NEW YORK—Hadoop is a powerful technology that can store and sort unstructured data in a much more efficient way than the traditional enterprise data warehouse.
That doesn’t mean it’s the end of the data warehouse as we know it, according to David Jonker, SAP’s Director of Big Data. But it is time for a change in an enterprise’s thinking about how to blend Hadoop with other database technologies to take advantage of what each does well.
“The enterprise data warehouse isn’t dead,” Jonker said at the Strata/Hadoop World conference in New York City on Oct. 24. “But traditional data management approaches are dead.”
The new approach, Jonker said, should be a side by side framework where data scientists are able to run exploratory queries, make hypotheses and do research on the data stored in Hadoop, while the business intelligence analysts can get quick answers on everyday reporting questions using an in-memory system like SAP’s HANA.
“Today Hadoop isn’t ready for that kind of [interactive] environment,” Jonker said. “Hadoop and in-memory databases solve different but complementary problems.”
PayPal and its parent company eBay have created a blended Hadoop environment where its data is stored in the cloud, according to Nagaraju Chayapathi, a data integration architect at the company.
As raw clickstream data comes in, it’s processed in Hadoop, where it goes through a “cleaning” phase. Hadoop spits out semi-structured data that PayPal can use in a series of predetermined BI and analytics projects, and stores it in the cloud where it can be accessed by PayPal’s employees all over the world. The company collects 14 terabytes of log data every day, and uses it for things like event analytics, sentiment analysis, real-time location-based offers, customer segmentation and scoring, and a recommendation engine.

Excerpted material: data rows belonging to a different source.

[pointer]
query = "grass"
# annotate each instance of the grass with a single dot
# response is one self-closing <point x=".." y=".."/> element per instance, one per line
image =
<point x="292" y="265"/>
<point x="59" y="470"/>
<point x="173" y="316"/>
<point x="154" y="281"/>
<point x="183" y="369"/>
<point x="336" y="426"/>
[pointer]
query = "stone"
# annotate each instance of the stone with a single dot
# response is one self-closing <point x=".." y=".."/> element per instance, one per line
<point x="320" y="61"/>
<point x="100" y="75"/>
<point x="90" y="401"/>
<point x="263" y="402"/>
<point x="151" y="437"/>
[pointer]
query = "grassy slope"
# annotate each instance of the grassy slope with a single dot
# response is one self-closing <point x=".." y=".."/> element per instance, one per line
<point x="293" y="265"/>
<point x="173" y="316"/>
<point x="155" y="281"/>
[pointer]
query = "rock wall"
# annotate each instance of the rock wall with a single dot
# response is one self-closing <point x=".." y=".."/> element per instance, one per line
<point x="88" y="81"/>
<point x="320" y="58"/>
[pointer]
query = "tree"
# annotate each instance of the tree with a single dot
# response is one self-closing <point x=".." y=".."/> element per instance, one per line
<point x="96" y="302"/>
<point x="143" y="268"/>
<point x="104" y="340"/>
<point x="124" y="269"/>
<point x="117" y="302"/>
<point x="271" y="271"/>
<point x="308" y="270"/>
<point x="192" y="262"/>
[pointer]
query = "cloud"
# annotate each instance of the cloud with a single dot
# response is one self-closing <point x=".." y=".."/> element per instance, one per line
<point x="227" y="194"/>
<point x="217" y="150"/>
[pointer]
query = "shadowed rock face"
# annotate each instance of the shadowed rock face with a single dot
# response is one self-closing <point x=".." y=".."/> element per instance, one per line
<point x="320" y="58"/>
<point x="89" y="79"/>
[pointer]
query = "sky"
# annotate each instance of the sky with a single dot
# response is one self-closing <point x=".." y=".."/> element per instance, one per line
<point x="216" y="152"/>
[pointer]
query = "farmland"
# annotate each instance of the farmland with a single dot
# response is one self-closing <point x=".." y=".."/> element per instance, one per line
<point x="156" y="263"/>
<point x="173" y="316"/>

“We need that information,” Chayapathi said. “It adds to the business, and we need that information quickly so we can respond quickly.”
Chayapathi said PayPal used to just let the data go because it was too difficult to design a catch-all schema on a traditional database. Now they just run everything through HBase and Hadoop, no matter what the format.
Moises Nascimento, PayPal’s director of data architecture, said the company has a close working relationship with Informatica, which has helped them devise and execute their 48 Hadoop node architecture.
But that architecture still stands next to its Teradata relational database, because the millions of transactions done with PayPal still need to be stored and analyzed.
“We’ll always need transactions, and structured data,” Nascimento said. “The system has run well for us. It’s working.”